Ambitious plans! My colleagues and I are happy to be on your team! We hope that our Russian colleagues will join the events we’ve just announced! Svetlana, please tell us whether there was any other profession, other than librarianship, that you would have wished to obtain.

22:20 Svetlana:

Barista and initiator of sociocultural projects! Once I’ve retired I would start a little coffee shop (I adore coffee), “Strana Sovetov or the Country of Advises”, make coffee and give my clients advice on sociocultural project development. (Smiling.)

23:20 Daria:

This idea of yours might get stolen before you retire, I am afraid. (Laughing.)

23:26 Svetlana:

The field for this kind of activities is so broad and I am sure everyone could find enough space for being part of this landscape.
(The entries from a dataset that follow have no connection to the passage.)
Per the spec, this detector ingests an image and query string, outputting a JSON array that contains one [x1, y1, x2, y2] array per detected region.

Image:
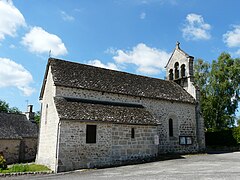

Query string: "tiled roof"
[[54, 97, 157, 125], [0, 113, 38, 139], [40, 58, 195, 103]]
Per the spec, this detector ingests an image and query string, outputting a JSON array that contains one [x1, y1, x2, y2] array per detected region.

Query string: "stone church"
[[36, 43, 205, 172]]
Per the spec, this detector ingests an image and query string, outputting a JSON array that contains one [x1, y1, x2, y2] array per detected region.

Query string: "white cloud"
[[9, 44, 16, 49], [88, 59, 119, 70], [223, 25, 240, 47], [61, 11, 75, 22], [113, 43, 171, 75], [182, 13, 211, 40], [22, 27, 67, 56], [0, 0, 26, 40], [0, 58, 35, 96], [140, 12, 146, 19]]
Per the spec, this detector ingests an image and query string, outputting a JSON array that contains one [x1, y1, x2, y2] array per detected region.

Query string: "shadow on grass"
[[94, 154, 185, 169], [206, 146, 240, 154]]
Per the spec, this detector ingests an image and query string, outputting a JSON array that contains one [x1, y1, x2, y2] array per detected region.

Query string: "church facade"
[[36, 44, 205, 172]]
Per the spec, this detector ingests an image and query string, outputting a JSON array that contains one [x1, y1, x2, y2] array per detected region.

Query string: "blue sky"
[[0, 0, 240, 114]]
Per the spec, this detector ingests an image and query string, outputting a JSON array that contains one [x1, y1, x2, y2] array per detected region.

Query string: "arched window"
[[181, 64, 186, 77], [174, 62, 179, 79], [168, 118, 173, 137], [169, 69, 173, 80]]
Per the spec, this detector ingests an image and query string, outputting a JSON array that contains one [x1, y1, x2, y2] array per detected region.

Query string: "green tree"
[[194, 53, 240, 130], [0, 99, 22, 114]]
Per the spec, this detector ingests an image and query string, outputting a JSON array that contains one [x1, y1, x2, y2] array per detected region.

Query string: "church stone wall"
[[58, 120, 158, 172], [56, 87, 198, 154], [36, 68, 59, 170]]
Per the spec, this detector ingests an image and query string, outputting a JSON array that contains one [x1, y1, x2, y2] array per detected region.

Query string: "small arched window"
[[181, 64, 186, 77], [45, 104, 48, 124], [168, 118, 173, 137], [169, 69, 173, 80], [174, 62, 179, 79]]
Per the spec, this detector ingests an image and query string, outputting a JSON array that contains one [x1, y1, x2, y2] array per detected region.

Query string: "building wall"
[[0, 138, 37, 164], [36, 67, 59, 170], [58, 120, 158, 171], [20, 138, 38, 162], [56, 87, 198, 153], [0, 139, 21, 164]]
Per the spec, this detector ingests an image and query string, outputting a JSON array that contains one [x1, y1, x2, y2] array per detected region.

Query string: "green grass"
[[0, 164, 50, 173]]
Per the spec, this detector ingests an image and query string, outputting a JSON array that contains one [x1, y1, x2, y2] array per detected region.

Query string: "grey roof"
[[54, 97, 157, 125], [40, 58, 195, 103], [0, 112, 38, 139]]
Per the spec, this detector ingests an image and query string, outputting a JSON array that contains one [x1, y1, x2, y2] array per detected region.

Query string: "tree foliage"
[[194, 53, 240, 130], [0, 99, 22, 114]]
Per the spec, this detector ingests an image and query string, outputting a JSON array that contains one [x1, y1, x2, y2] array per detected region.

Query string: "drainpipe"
[[55, 121, 61, 173]]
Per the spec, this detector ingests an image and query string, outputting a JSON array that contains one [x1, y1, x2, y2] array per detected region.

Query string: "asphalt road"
[[4, 152, 240, 180]]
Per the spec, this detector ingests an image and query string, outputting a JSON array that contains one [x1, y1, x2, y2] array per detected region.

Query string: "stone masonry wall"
[[0, 139, 21, 164], [58, 120, 158, 172], [56, 87, 198, 154], [36, 68, 59, 170], [23, 138, 38, 162]]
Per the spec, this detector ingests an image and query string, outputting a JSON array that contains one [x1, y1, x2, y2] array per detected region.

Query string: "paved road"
[[2, 152, 240, 180]]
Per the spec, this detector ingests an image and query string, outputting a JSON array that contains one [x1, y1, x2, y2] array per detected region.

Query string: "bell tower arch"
[[165, 42, 196, 99]]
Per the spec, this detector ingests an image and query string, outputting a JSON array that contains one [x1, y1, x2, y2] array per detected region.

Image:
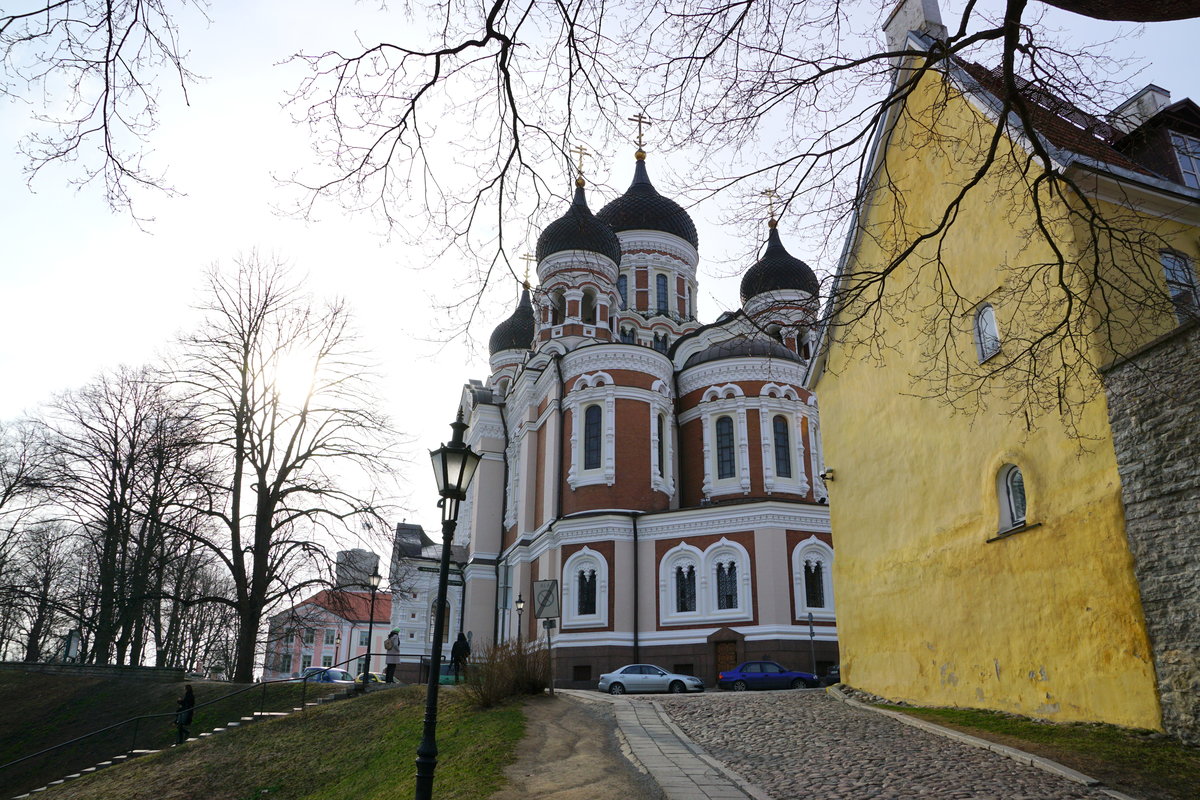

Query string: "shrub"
[[462, 642, 550, 709]]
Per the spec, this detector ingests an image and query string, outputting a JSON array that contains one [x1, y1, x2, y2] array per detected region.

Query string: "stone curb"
[[826, 686, 1113, 800]]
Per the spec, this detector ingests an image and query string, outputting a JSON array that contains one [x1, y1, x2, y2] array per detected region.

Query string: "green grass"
[[882, 705, 1200, 800], [30, 687, 524, 800]]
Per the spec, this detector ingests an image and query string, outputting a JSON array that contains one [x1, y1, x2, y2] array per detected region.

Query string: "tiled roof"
[[958, 61, 1154, 175]]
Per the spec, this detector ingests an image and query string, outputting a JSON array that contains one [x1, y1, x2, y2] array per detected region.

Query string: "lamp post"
[[359, 565, 383, 692], [416, 409, 480, 800]]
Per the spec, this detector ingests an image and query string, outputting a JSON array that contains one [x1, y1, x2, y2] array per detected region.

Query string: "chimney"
[[1109, 84, 1171, 133], [883, 0, 947, 50]]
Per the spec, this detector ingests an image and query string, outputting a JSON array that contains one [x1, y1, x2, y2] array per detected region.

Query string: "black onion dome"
[[742, 219, 821, 302], [487, 289, 535, 355], [596, 151, 700, 248], [683, 338, 802, 369], [536, 179, 620, 264]]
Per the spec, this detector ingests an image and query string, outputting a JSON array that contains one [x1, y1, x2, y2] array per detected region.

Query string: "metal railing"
[[0, 652, 374, 772]]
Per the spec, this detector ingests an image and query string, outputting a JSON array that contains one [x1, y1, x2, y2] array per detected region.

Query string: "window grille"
[[716, 416, 736, 479], [716, 561, 738, 609]]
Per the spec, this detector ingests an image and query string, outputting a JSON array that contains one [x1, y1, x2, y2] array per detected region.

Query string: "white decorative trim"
[[560, 547, 608, 630]]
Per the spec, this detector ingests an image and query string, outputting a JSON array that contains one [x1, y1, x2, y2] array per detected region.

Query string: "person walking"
[[450, 631, 470, 684], [383, 627, 400, 684], [175, 684, 196, 745]]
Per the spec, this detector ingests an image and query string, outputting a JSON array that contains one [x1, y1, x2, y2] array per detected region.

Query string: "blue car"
[[716, 661, 820, 692]]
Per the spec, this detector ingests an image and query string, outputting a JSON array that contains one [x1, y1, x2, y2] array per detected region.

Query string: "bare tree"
[[176, 255, 391, 681]]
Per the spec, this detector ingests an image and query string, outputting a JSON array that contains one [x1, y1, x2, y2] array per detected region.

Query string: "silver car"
[[598, 664, 704, 694]]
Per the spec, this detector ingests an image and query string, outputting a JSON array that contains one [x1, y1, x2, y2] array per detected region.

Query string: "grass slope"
[[0, 670, 340, 794], [883, 705, 1200, 800], [31, 687, 524, 800]]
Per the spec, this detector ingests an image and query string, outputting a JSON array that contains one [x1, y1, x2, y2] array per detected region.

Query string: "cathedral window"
[[1162, 251, 1200, 323], [716, 416, 737, 480], [576, 570, 596, 616], [583, 405, 601, 469], [1000, 464, 1025, 531], [674, 564, 696, 613], [770, 414, 792, 477], [716, 561, 738, 610], [974, 303, 1000, 363]]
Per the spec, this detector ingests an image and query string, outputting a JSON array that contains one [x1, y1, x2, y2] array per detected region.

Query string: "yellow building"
[[809, 0, 1200, 729]]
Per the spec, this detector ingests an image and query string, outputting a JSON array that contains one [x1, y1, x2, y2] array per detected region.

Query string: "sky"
[[0, 0, 1200, 542]]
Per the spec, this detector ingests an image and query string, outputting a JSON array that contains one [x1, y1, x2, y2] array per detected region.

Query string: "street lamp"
[[359, 564, 383, 692], [416, 408, 480, 800]]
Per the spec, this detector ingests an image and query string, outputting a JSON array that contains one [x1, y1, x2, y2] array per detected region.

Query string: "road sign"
[[533, 581, 559, 619]]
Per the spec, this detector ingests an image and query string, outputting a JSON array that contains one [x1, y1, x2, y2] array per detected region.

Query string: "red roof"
[[305, 589, 391, 625]]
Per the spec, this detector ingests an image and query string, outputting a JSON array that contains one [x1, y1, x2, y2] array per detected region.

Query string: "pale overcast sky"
[[0, 0, 1200, 529]]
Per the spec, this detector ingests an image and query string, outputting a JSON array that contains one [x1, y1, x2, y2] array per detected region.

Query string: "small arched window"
[[580, 290, 596, 325], [583, 405, 600, 469], [770, 414, 792, 477], [974, 303, 1000, 363], [716, 416, 736, 479], [674, 564, 696, 613], [1000, 464, 1025, 530]]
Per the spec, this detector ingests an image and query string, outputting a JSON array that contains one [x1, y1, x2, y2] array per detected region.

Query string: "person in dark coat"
[[450, 631, 470, 684], [175, 684, 196, 745]]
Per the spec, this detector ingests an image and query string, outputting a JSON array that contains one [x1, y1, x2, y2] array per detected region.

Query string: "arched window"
[[804, 559, 824, 608], [580, 290, 596, 325], [1000, 464, 1025, 530], [974, 303, 1000, 363], [583, 405, 600, 469], [716, 416, 737, 480], [674, 564, 696, 613], [658, 414, 667, 477], [576, 569, 596, 616], [770, 414, 792, 477], [716, 561, 738, 610]]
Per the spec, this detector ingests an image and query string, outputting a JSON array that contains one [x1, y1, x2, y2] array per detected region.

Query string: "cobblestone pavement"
[[655, 691, 1105, 800]]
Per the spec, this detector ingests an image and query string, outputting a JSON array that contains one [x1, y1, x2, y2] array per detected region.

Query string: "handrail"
[[0, 652, 374, 770]]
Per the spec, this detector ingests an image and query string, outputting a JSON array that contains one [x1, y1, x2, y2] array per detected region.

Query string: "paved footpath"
[[568, 691, 1124, 800]]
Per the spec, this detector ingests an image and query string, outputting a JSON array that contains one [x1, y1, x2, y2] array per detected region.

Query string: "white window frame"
[[971, 302, 1000, 363], [1159, 251, 1200, 323], [996, 464, 1030, 533], [792, 536, 834, 621], [562, 547, 608, 630]]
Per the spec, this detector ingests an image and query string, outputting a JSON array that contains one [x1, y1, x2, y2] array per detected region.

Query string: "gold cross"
[[571, 144, 592, 178], [626, 114, 654, 150], [520, 253, 538, 289], [758, 188, 779, 219]]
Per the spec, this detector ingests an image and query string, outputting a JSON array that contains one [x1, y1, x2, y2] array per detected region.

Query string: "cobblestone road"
[[655, 691, 1104, 800]]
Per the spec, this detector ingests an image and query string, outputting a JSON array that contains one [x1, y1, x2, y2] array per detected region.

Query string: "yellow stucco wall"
[[815, 68, 1176, 729]]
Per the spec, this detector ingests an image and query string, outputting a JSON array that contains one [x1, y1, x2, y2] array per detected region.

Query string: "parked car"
[[354, 672, 386, 684], [821, 664, 841, 686], [716, 661, 821, 692], [300, 667, 354, 684], [598, 664, 704, 694]]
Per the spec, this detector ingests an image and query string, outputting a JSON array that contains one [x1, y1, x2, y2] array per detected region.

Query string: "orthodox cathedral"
[[455, 150, 838, 687]]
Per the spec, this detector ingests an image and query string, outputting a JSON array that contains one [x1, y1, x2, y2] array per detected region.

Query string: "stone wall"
[[1105, 323, 1200, 744]]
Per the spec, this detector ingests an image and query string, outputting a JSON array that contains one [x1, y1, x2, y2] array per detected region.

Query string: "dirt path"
[[490, 697, 664, 800]]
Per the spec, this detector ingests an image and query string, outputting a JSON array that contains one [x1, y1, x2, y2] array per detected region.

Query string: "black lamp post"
[[359, 565, 383, 692], [416, 409, 480, 800]]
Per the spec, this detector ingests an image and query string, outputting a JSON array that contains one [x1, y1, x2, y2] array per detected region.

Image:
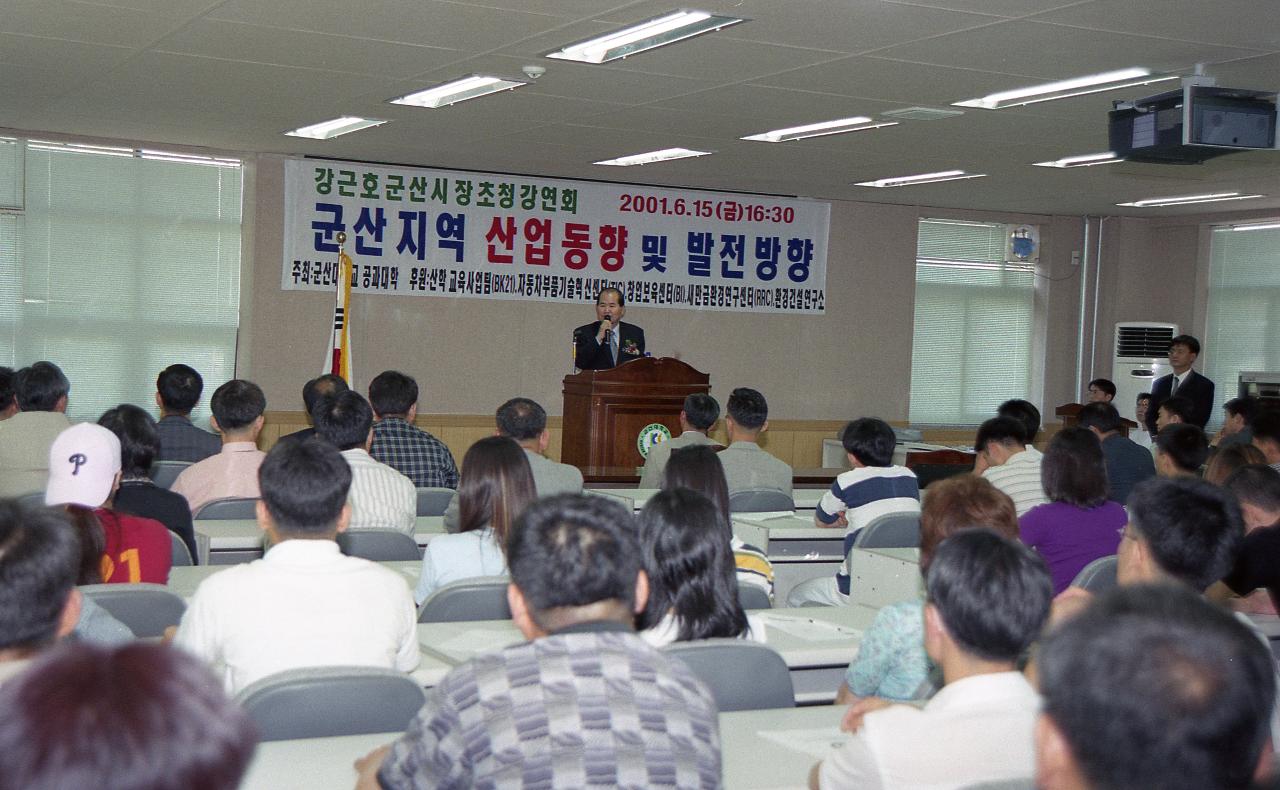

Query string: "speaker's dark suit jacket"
[[573, 321, 644, 370], [1147, 370, 1213, 435]]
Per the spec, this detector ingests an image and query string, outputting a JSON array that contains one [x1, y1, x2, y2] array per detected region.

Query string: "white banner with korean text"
[[280, 159, 831, 314]]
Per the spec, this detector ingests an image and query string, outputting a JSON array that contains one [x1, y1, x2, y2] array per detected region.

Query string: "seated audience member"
[[836, 475, 1018, 704], [1088, 379, 1116, 403], [369, 370, 458, 488], [0, 499, 82, 681], [1204, 444, 1267, 485], [0, 644, 257, 790], [787, 417, 920, 606], [1253, 410, 1280, 471], [636, 488, 764, 648], [1036, 585, 1276, 790], [357, 494, 721, 790], [45, 423, 173, 584], [637, 392, 719, 488], [1076, 403, 1156, 504], [444, 398, 582, 533], [1212, 397, 1258, 448], [809, 529, 1052, 789], [1222, 465, 1280, 606], [1153, 396, 1196, 435], [174, 439, 420, 693], [973, 417, 1048, 516], [97, 403, 198, 561], [662, 444, 773, 597], [1156, 423, 1208, 478], [719, 387, 791, 497], [1018, 428, 1126, 594], [279, 373, 349, 442], [0, 362, 72, 497], [155, 365, 223, 462], [311, 389, 417, 535], [170, 379, 266, 513], [0, 365, 18, 420], [413, 437, 535, 604]]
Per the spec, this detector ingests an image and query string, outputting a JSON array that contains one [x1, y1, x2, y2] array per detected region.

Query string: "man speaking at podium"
[[573, 288, 644, 370]]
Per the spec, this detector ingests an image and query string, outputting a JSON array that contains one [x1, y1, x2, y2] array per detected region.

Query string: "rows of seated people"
[[0, 362, 1280, 789]]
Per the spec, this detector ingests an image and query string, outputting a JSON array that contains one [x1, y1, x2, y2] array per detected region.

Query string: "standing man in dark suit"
[[573, 288, 644, 370], [1147, 334, 1213, 435]]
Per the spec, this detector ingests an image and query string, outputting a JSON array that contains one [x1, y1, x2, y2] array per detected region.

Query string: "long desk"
[[241, 705, 847, 790], [196, 516, 444, 565]]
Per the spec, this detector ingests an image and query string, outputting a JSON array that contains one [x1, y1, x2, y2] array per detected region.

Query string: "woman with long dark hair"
[[415, 437, 538, 604], [636, 486, 764, 647]]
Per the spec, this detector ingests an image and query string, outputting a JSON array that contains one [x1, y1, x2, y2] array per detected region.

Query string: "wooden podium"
[[561, 357, 710, 469]]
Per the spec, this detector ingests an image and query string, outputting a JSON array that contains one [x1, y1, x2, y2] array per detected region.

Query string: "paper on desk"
[[755, 612, 863, 641], [755, 727, 849, 759]]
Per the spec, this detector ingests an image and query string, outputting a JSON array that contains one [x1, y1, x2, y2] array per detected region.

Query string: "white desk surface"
[[241, 705, 846, 790], [196, 516, 444, 552]]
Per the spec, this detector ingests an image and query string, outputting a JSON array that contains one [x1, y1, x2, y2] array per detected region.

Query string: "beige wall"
[[241, 156, 1080, 421]]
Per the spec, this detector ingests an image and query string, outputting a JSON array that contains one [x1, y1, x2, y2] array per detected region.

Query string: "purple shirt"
[[1018, 502, 1129, 595]]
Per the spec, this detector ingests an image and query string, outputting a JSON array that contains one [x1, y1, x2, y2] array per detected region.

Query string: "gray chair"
[[79, 584, 187, 639], [417, 576, 511, 622], [417, 488, 456, 516], [236, 667, 426, 741], [169, 533, 196, 567], [193, 497, 257, 521], [1071, 554, 1116, 593], [728, 488, 796, 513], [147, 461, 191, 489], [854, 513, 920, 548], [737, 581, 773, 609], [338, 529, 422, 562], [662, 639, 796, 713]]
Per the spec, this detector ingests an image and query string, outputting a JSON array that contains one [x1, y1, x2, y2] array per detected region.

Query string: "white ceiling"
[[0, 0, 1280, 216]]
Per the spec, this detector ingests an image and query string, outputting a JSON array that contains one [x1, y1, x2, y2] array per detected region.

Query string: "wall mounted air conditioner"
[[1111, 321, 1178, 420]]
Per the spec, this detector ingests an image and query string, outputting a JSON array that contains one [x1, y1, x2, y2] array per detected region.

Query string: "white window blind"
[[1202, 221, 1280, 428], [0, 142, 241, 421], [909, 219, 1036, 425]]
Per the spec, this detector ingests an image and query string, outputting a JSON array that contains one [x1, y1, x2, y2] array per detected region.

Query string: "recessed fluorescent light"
[[952, 68, 1178, 110], [1032, 151, 1124, 168], [1116, 192, 1263, 209], [595, 149, 710, 168], [854, 170, 987, 188], [742, 117, 897, 142], [547, 10, 746, 63], [285, 115, 387, 140], [390, 74, 529, 108]]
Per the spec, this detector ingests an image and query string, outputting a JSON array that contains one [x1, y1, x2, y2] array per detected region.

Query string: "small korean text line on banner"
[[280, 159, 831, 314]]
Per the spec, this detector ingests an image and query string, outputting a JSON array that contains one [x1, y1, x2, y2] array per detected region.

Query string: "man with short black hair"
[[637, 392, 719, 488], [1036, 581, 1276, 790], [174, 439, 420, 693], [0, 499, 81, 682], [369, 370, 458, 488], [357, 494, 721, 790], [1156, 423, 1208, 478], [719, 387, 792, 497], [156, 365, 223, 462], [1212, 397, 1258, 448], [973, 416, 1048, 516], [170, 379, 266, 515], [444, 398, 582, 533], [809, 529, 1053, 789], [1089, 379, 1116, 403], [1076, 402, 1156, 504], [787, 417, 920, 606], [311, 389, 417, 535], [279, 373, 349, 442], [1147, 334, 1213, 434], [0, 362, 72, 497]]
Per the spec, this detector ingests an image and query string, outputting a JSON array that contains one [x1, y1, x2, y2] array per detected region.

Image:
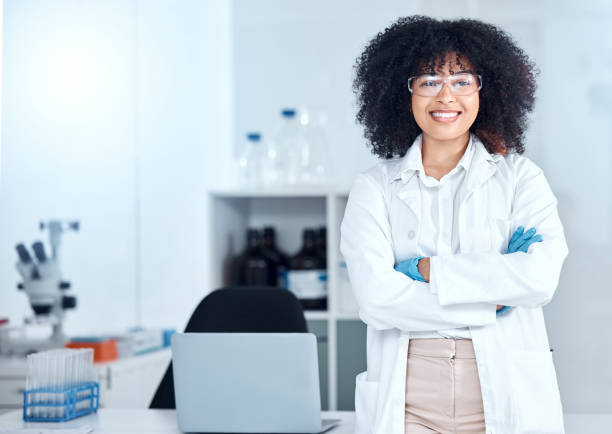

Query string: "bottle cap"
[[281, 109, 295, 118]]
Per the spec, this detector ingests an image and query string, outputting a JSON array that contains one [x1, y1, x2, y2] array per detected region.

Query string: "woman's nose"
[[437, 83, 455, 102]]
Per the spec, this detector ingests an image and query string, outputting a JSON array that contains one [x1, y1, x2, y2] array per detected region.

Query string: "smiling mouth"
[[429, 110, 461, 122]]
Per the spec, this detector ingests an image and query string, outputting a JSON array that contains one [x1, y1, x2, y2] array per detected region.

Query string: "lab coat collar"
[[389, 133, 503, 183], [390, 134, 503, 219]]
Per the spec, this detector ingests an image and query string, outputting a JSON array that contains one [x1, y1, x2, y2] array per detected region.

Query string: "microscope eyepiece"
[[15, 243, 32, 264], [32, 241, 47, 264]]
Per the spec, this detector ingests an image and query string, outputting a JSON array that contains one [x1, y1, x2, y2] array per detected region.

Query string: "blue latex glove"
[[506, 226, 542, 253], [395, 256, 425, 282], [497, 226, 542, 315]]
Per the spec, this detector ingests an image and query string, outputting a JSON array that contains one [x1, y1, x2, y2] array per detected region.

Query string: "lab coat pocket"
[[509, 351, 564, 434], [355, 371, 379, 434], [488, 218, 512, 253]]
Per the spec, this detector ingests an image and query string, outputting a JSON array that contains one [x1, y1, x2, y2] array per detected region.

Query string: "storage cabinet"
[[208, 188, 366, 411]]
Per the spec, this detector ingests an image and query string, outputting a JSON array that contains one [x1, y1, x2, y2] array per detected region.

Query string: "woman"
[[341, 16, 568, 434]]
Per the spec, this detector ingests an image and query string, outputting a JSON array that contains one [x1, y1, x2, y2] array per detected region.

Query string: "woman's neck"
[[421, 131, 470, 176]]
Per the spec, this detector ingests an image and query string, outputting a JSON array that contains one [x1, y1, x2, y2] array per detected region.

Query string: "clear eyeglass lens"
[[410, 74, 479, 96]]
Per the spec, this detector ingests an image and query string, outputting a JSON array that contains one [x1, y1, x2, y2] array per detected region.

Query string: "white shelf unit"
[[209, 189, 365, 411]]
Everyone is welcome! (Laughing.) There’ll be room for everyone. The idea is to make things better for everyone, be useful, and enjoy it.

23:40 Daria:

Could you share with us your latest professional experience, which has enriched and developed you professionally?

24:19 Svetlana:

I really enjoyed the recent international case conference «New Cultural Spaces in Metropolis. Library» organized to celebrate the re-opening of the main building of the V. Mayakovsky Central City Library in Saint Petersburg. Incidentally, this project won the title of the best construction project of Saint Petersburg and the best project on preservation of cultural heritage this year. We discussed the opening of new library spaces in the metropolis. We had such great speakers as Barbara Lison, the director of the Bremen City Library, and Marie Östergaard, the director of the Aarhus City Library. I was impressed by the story of how these libraries work with the local community. As well as client-oriented services and professional development of the staff. For instance, “Design Thinking for Libraries” guide was developed in the Library and actively used by the staff. This guide helps to become more creative in working with users. I think we should translate this document into Russian for Russian librarians. And one more thing that struck me. In the central hall of this library there is a huge gong hanging high up and directly connected to the city maternity ward. When a new baby comes into the world, the gong sounds loudly bringing this news, and all who hear it rejoice. So a sense of community is possible even in a big city. And the library turns into a place which upholds it.

26:26 Daria:

Yes, me too. I was deeply impressed by this story. Because it has such a cohesive effect upon the local community! And now our last question, a special Russian one. (Smiling.) What is your creed?

26:43 Svetlana:

(Laughing.) The creed? Hard to define… Once Indians presented me with a little stone, a mascot with the inscription: “DARE”, which I interpreted as a call to be daring: If we fearlessly go forward, then we are sure to reach our goal.

27:40 Daria:

Svetlana, thank you very much for this interesting thought provoking interview. Please tell our listeners how to contact you online.

28:09 Svetlana:

My contact information is available on the websites of Library for Foreign Literature and V. Mayakovsky Central City Library in Saint-Petersburg. You can also reach me through the CPDWL Standing Committee and the RLA Board, to which I am a member. Feel free to contact me.

28:48 Daria:

I presume, through the social networks, as well. Particularly, FB, which is a perfect communication platform for our professional community.

28:56 Svetlana:

Yes, there are plenty of interesting professional groups on FB, including international ones, such as “Russian-American Library Dialog”, “Library Associations of the World”. Thanks a lot, Daria. It was, as always, a great pleasure to talk to you.

29:39 Daria:

Thank you so much! Today Svetlana Gorokhova was our special guest in the Russian-language series of the CPDWL podcast. Dear listeners, we wish you all the best! Take care!